Each of these types of tokens replace the PAN with an alternative or surrogate value.

Acquiring tokens are created by the acquirer, merchant, or a merchant’s service provider after the cardholder presents their PAN and/or other payment credentials. Acquiring tokenization solutions are proprietary and are not based on an industry-standard approach to token generation, format, request or provisioning[1]. Acquiring Tokens cannot be used for new authorizations.  They can be used for card-on-file and recurring payments. The PCI Tokenization Product Security Guidelines offers guidance on acquiring tokens.

Issuer tokens, also known as virtual card numbers, are created by issuers and provide the means to reduce risk in specific use cases, including commercial card applications, as well as consumer-oriented services. These tokens resemble the PAN, so merchants and acquirers are unlikely to know that they are using a token[2] .

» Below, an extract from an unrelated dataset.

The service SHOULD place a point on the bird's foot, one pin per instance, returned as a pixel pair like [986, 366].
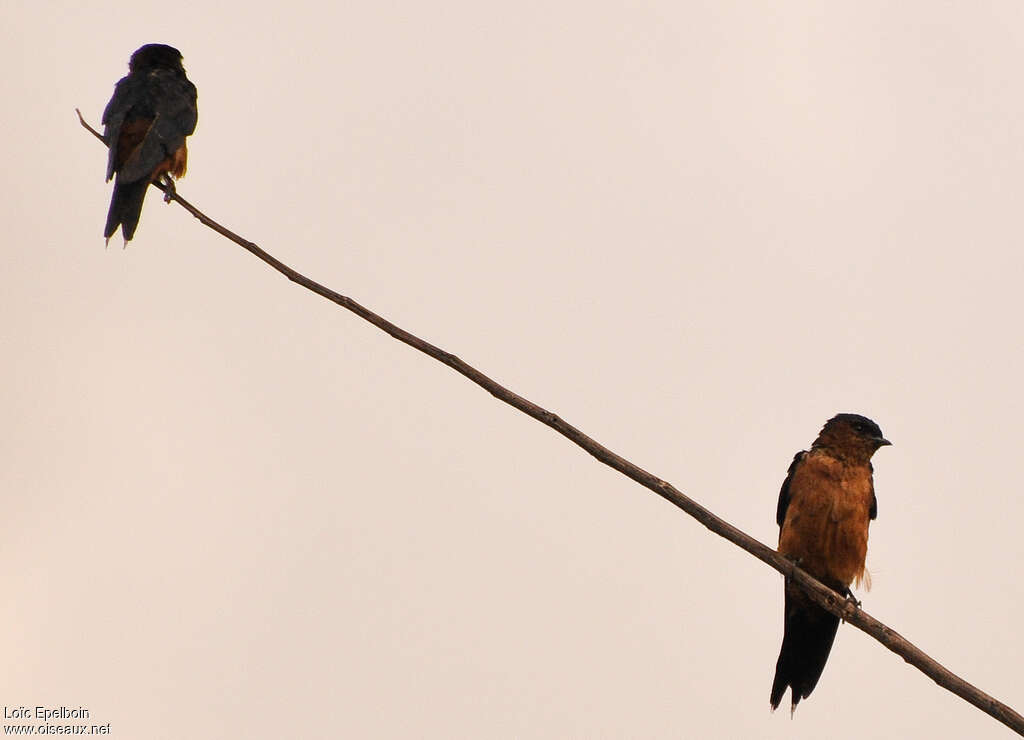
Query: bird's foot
[171, 191]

Payment tokens are created by TSPs that are registered with EMVCo. Payment Tokens and their usage are defined by EMVCo in the EMVCo Technical Framework. Payment Tokens are issued to a cardholder in lieu of a PAN, and the cardholder presents the Payment Token to the merchant when making a purchase. During a Payment Token transaction, the merchant and acquirer do not receive or have access to the corresponding PAN.





 

[1] U.S. Payments Security Evolution and Strategic Road Map. Developed by the working groups of the Payments Security Taskforce, December 11, 2014.
[2] U.S. Payments Security Evolution and Strategic Road Map. Developed by the working groups of the Payments Security Taskforce, December 11, 2014.